West ups pressure for UN action on Syria
January 31, 2012
Anti government protesters gathered in the Bab al-Amr neighborhood in Homs
Western governments prepared to send their top diplomats to lobby for a UN resolution condemning the Syrian regime's deadly crackdown as Russia said on Monday that it opposes the proposed text.
US Secretary of State Hillary Clinton said the UN Security Council "must act" to end President Bashar al-Assad's "violent and brutal attacks" against demonstrators after adopting not a single resolution since the protests erupted in March last year.
Clinton said she would travel to the United Nations on Tuesday to "send a clear message of support to the Syrian people -- we stand with you."
The Syrian opposition flatly rebuffed a Russian call for talks with Assad's regime as violence across Syria killed 53 people, 35 of them civilians, activists said.
On Sunday, 80 people were reportedly killed, equally divided between military and civilian deaths, in the most intense clashes since the 10-month-old uprising began, the Syrian Observatory for Human Rights said.
The latest spike in violence, on top of what the United Nations said at the start of January already added up to 5,400 killings, pushed the Arab League to suspend a much criticised observer mission to Syria on Saturday.
French Foreign Minister Alain Juppe too is to head to New York on Tuesday to press the Security Council into taking action over the Assad regime's "crimes against humanity," his ministry said.
Foreign ministry spokesman Bernard Valero said a ministerial meeting at the UN on Tuesday would allow the Security Council to listen to the Arab League's report on the situation in Syria.
The Foreign Office in London said that Foreign Secretary William Hague would also go to the Security Council, although Juppe admitted that "conditions aren't yet right to get a resolution passed, because Russia is still reluctant."
Russian Deputy Foreign Minister Gennady Gatilov said the latest draft tabled by Morocco on Friday was little different to one Moscow and Beijing vetoed last October.
"The current Western draft has not gone too far from the October version, and, certainly, cannot be supported by us," Gatilov told Interfax news agency in an interview.
"The draft has statements in it calling on the member states to stop arms deliveries to Syria," he said.
Moscow, which has close ties with its Soviet-era ally, said earlier that Damascus had agreed to its offer to host talks with opposition representatives.
But the head of the Syrian National Council (SNC) said that the opposition rejects all talks with the Damascus regime until Assad steps down.
"The resignation of Assad is the condition for any negotiation on the transition to a democratic government in Syria," Burhan Ghalioun told AFP.
The position was echoed by the second largest opposition grouping, the Syrian National Coordination Committee for Democratic Change.
"Any negotiation or meeting is inconceivable in the shadow of the growing violence and killings, and the persistent arrests," its leader Hassan Abdel Azim told AFP.
Regime forces, who were reported to have executed a founder of the rebel army, appeared determined to wrest back control of Damascus suburbs which have intermittently fallen into the hands of the rebels.
Near the capital, troops penetrated Rankus, 40 kilometres (25 miles) north of the capital, after having shelled the town which the army had encircled for the past six days, the Observatory said.
Activists at the scene said rebel troops pulled out of Rankus as the army moved in, while, in the eastern suburbs, snipers were "shooting at everything that moves" in Irbin and Hammuriyeh.
The SNC warned of the potential for a massacre in Rankus after hundreds of young men were rounded up by security forces.
"They have imposed a siege on Rankus, preventing food and medical aid from entering" the town of 25,000 inhabitants, it said in a statement received in Nicosia.
Elsewhere in Syria, the Observatory said at least 20 civilians were killed when security forces stormed the flashpoint central city of Homs, among them a doctor and a young girl.
Five civilians were killed in the Damascus suburbs and one in Idlib province in the northwest.
An ambush by deserters killed six loyalist troops in Daraa province, south of the capital.

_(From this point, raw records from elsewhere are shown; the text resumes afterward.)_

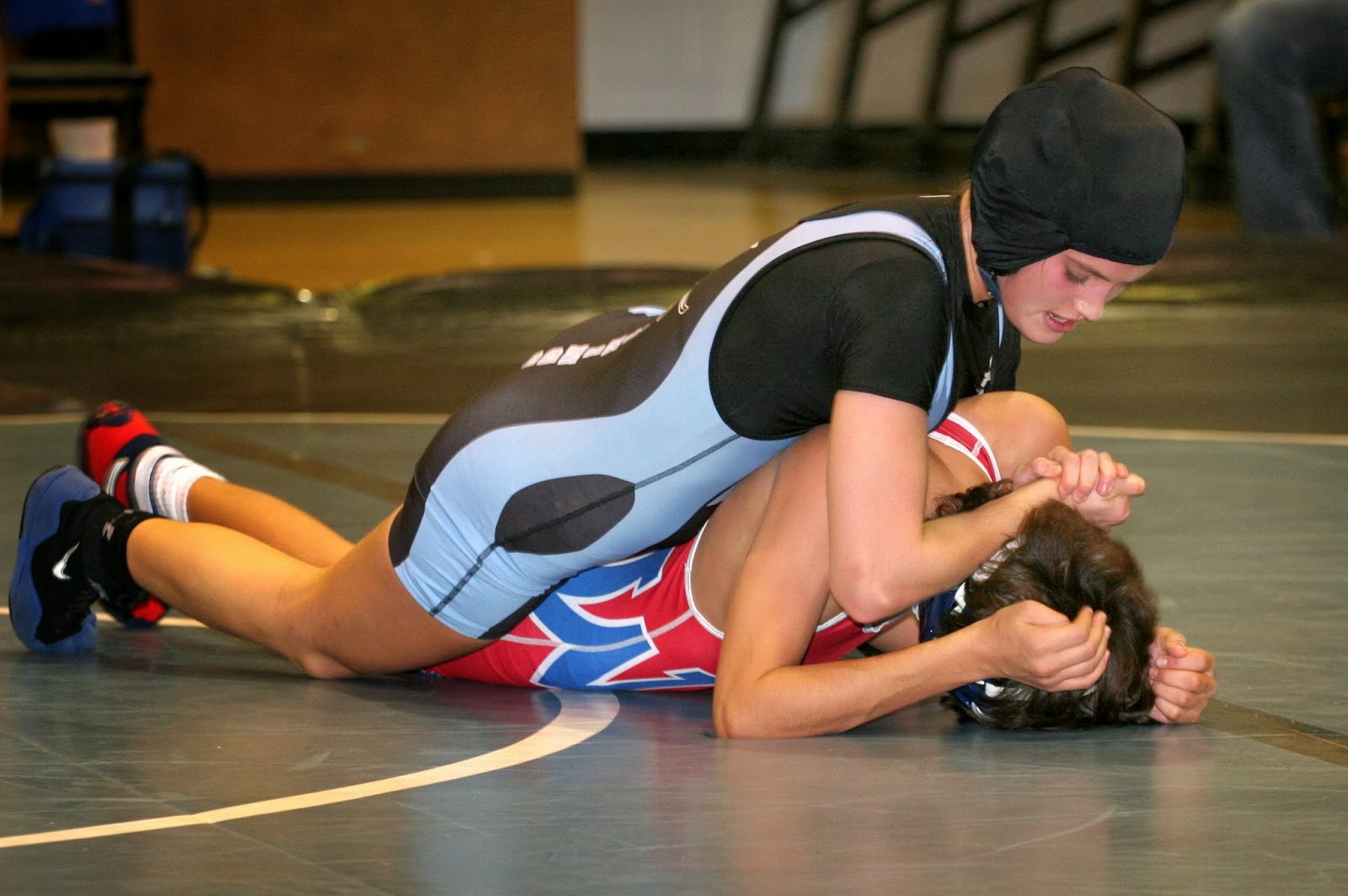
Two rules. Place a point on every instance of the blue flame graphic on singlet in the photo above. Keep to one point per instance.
(602, 647)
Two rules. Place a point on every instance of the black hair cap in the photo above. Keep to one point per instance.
(1076, 162)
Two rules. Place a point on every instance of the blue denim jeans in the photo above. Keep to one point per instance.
(1276, 60)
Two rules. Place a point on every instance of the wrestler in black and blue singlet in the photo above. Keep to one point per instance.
(620, 433)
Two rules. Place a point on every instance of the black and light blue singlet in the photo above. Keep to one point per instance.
(622, 431)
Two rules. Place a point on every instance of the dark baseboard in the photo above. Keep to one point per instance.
(896, 147)
(350, 188)
(20, 179)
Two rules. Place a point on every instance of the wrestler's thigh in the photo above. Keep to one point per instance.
(359, 615)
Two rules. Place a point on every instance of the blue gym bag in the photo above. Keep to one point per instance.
(146, 211)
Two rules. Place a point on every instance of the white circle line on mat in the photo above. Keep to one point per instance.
(583, 716)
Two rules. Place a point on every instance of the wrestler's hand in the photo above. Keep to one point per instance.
(1041, 647)
(1092, 483)
(1089, 472)
(1183, 678)
(1107, 511)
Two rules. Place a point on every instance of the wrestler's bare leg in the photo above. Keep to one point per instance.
(352, 617)
(267, 519)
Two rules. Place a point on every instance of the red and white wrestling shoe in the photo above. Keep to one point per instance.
(111, 441)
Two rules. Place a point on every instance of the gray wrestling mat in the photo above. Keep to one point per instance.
(179, 760)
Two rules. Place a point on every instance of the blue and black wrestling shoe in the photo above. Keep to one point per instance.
(60, 570)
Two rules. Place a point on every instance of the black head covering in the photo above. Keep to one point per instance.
(1076, 162)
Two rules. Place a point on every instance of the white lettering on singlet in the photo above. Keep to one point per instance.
(575, 354)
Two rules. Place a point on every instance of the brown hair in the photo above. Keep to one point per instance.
(1067, 563)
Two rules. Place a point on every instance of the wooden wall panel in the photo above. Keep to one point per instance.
(275, 88)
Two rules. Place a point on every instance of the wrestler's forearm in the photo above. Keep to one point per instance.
(826, 698)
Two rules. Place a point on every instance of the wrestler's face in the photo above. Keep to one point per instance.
(1048, 300)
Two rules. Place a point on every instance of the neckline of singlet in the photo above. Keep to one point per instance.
(970, 449)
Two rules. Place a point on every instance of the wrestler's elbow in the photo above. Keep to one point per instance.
(736, 714)
(869, 597)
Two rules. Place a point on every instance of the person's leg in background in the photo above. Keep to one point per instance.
(1276, 58)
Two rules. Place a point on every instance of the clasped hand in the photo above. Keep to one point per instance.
(1094, 483)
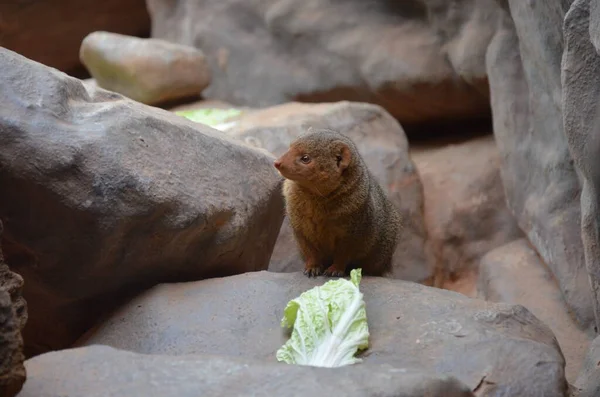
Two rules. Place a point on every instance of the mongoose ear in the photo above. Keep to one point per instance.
(344, 157)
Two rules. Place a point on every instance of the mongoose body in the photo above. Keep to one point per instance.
(340, 216)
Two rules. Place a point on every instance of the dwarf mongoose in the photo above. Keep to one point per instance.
(340, 216)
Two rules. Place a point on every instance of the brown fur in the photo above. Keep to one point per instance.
(340, 215)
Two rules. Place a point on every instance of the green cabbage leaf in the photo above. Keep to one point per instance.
(213, 117)
(329, 325)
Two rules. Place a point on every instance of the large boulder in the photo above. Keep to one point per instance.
(515, 274)
(150, 71)
(588, 381)
(382, 143)
(50, 32)
(581, 95)
(465, 207)
(495, 349)
(102, 371)
(13, 317)
(422, 60)
(541, 184)
(103, 196)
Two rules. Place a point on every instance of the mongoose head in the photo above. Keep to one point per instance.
(318, 160)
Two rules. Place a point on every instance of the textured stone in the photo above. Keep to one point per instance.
(422, 60)
(588, 382)
(383, 145)
(495, 349)
(515, 274)
(13, 317)
(540, 181)
(581, 95)
(465, 209)
(103, 196)
(150, 71)
(104, 371)
(50, 32)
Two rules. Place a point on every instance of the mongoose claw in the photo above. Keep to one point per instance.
(312, 272)
(333, 272)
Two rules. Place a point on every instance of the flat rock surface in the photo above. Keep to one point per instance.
(465, 206)
(13, 317)
(588, 381)
(103, 196)
(50, 32)
(515, 274)
(104, 371)
(150, 71)
(423, 61)
(541, 184)
(492, 348)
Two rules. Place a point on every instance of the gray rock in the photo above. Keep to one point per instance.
(50, 32)
(423, 60)
(103, 196)
(540, 181)
(495, 349)
(150, 71)
(588, 382)
(515, 274)
(13, 317)
(465, 207)
(382, 143)
(104, 371)
(581, 94)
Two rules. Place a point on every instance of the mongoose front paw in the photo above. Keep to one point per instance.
(333, 271)
(312, 271)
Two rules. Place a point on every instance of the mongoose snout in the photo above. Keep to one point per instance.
(340, 215)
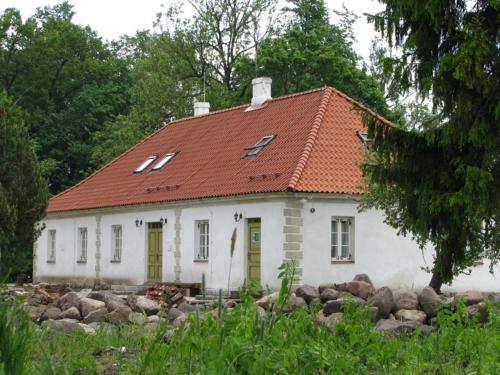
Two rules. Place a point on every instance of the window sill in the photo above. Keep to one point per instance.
(200, 260)
(342, 262)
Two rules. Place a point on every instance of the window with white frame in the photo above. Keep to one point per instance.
(82, 244)
(342, 246)
(51, 246)
(116, 243)
(202, 239)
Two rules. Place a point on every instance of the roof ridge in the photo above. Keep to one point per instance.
(222, 110)
(110, 162)
(311, 139)
(361, 105)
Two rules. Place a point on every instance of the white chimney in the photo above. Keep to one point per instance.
(201, 108)
(261, 90)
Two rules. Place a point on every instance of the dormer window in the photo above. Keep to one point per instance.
(146, 163)
(163, 161)
(254, 150)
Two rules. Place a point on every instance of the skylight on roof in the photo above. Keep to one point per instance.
(254, 150)
(163, 161)
(145, 164)
(364, 137)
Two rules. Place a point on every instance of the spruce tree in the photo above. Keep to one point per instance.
(23, 193)
(440, 181)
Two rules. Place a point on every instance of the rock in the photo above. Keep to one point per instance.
(374, 314)
(329, 294)
(296, 303)
(141, 303)
(395, 327)
(98, 315)
(35, 300)
(71, 313)
(137, 318)
(315, 302)
(469, 298)
(174, 313)
(405, 299)
(360, 289)
(70, 299)
(329, 321)
(325, 286)
(336, 306)
(411, 315)
(88, 305)
(384, 300)
(107, 328)
(363, 277)
(268, 300)
(155, 319)
(87, 329)
(429, 300)
(151, 327)
(36, 312)
(187, 308)
(176, 298)
(68, 326)
(492, 297)
(479, 311)
(307, 292)
(120, 315)
(51, 313)
(180, 320)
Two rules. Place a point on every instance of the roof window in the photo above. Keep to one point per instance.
(254, 150)
(145, 164)
(163, 161)
(364, 137)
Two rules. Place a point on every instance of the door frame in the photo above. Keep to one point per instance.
(247, 247)
(147, 279)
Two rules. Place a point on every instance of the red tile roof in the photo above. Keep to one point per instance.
(315, 150)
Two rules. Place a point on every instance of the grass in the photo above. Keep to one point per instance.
(245, 341)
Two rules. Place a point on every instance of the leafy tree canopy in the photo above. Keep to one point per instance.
(439, 181)
(68, 83)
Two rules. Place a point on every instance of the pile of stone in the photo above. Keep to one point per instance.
(168, 295)
(87, 311)
(394, 311)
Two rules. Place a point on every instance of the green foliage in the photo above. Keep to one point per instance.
(68, 83)
(309, 52)
(15, 336)
(438, 180)
(23, 192)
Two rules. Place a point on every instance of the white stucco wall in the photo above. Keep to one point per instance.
(133, 266)
(386, 257)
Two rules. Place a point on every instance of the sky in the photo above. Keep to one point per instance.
(113, 18)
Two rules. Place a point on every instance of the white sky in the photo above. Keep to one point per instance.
(112, 18)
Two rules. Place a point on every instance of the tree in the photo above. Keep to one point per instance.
(181, 61)
(309, 52)
(68, 83)
(438, 181)
(23, 192)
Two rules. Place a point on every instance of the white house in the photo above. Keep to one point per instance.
(283, 172)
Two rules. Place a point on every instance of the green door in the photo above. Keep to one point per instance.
(254, 250)
(155, 252)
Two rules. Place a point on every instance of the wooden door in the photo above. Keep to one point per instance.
(253, 273)
(155, 252)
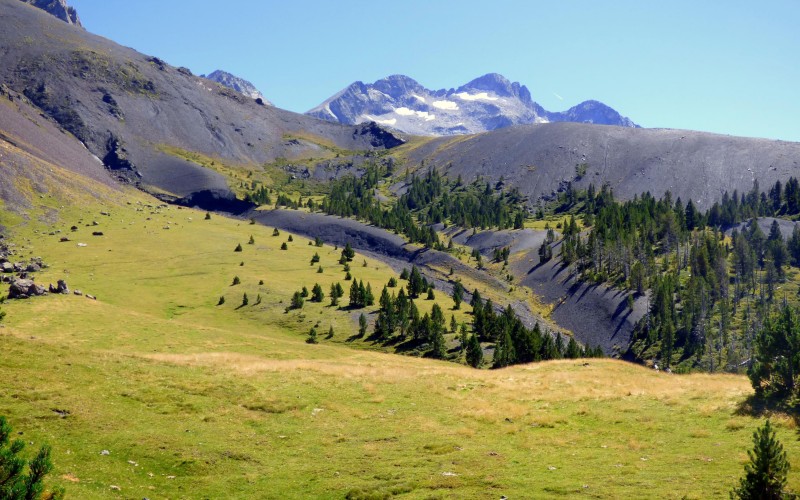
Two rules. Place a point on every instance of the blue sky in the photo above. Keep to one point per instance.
(729, 67)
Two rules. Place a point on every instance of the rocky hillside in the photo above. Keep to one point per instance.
(238, 84)
(137, 112)
(486, 103)
(541, 159)
(57, 8)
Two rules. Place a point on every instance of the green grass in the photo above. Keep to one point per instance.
(195, 400)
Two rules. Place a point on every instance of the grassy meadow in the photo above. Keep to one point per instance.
(197, 400)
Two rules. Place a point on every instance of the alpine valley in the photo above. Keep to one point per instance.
(402, 292)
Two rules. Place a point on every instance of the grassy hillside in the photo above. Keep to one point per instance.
(194, 399)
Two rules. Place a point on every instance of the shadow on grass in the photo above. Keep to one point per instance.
(760, 407)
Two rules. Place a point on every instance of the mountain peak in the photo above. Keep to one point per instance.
(236, 83)
(488, 102)
(397, 85)
(494, 82)
(57, 8)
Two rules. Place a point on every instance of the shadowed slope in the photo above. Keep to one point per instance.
(541, 159)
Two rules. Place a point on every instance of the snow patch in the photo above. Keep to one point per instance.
(410, 112)
(328, 109)
(448, 105)
(482, 96)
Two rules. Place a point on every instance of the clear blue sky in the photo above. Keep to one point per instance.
(731, 67)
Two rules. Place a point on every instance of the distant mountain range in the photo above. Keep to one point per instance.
(148, 122)
(486, 103)
(57, 8)
(236, 83)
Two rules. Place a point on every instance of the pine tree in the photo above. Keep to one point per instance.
(334, 294)
(355, 296)
(438, 350)
(415, 285)
(765, 474)
(369, 298)
(458, 295)
(504, 353)
(348, 253)
(317, 295)
(474, 352)
(297, 301)
(14, 483)
(362, 325)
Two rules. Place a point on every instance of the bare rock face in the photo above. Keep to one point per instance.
(236, 83)
(23, 289)
(61, 287)
(486, 103)
(59, 9)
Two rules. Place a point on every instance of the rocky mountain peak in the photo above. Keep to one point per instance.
(488, 102)
(236, 83)
(397, 85)
(492, 82)
(499, 85)
(57, 8)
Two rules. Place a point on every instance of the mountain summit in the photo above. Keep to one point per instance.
(59, 9)
(486, 103)
(236, 83)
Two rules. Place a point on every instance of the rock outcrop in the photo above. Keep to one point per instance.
(486, 103)
(59, 9)
(24, 288)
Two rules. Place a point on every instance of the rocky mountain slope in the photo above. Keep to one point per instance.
(541, 159)
(57, 8)
(486, 103)
(135, 111)
(238, 84)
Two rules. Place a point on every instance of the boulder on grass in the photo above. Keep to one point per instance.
(23, 289)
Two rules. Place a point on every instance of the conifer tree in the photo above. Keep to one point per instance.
(14, 483)
(415, 285)
(362, 325)
(369, 298)
(504, 353)
(474, 352)
(317, 295)
(438, 349)
(458, 295)
(348, 253)
(297, 301)
(765, 474)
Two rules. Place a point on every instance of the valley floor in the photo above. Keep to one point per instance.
(193, 399)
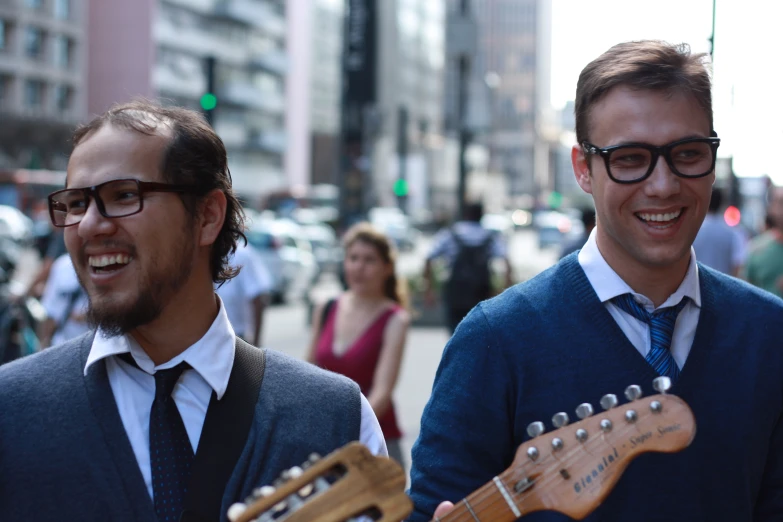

Two more were killed in Idlib.
A total of 10 rebel soldiers were also killed -- four in Daraa, two in Homs, two in Idlib and two in Rankus, the Britain-based watchdog added.
Free Syrian Army Colonel Hussein Harmush, a founder of the rebel group formed from army defectors, was executed last week, said the Syrian League for Human Rights, in a report which could not be independently confirmed.
In June last year, Harmush became the first Syrian officer to publicly declare his opposition to the regime's deadly crackdown on protesters.
Harmush left Syria to seek asylum in Turkey, where he established the Brigade of Free Officers, a group of dozens of deserters later absorbed into the Free Syrian Army headed by Riyadh al-Asaad.
Months later, his "confessions" were aired on Syrian state television after his return home in unclear circumstances.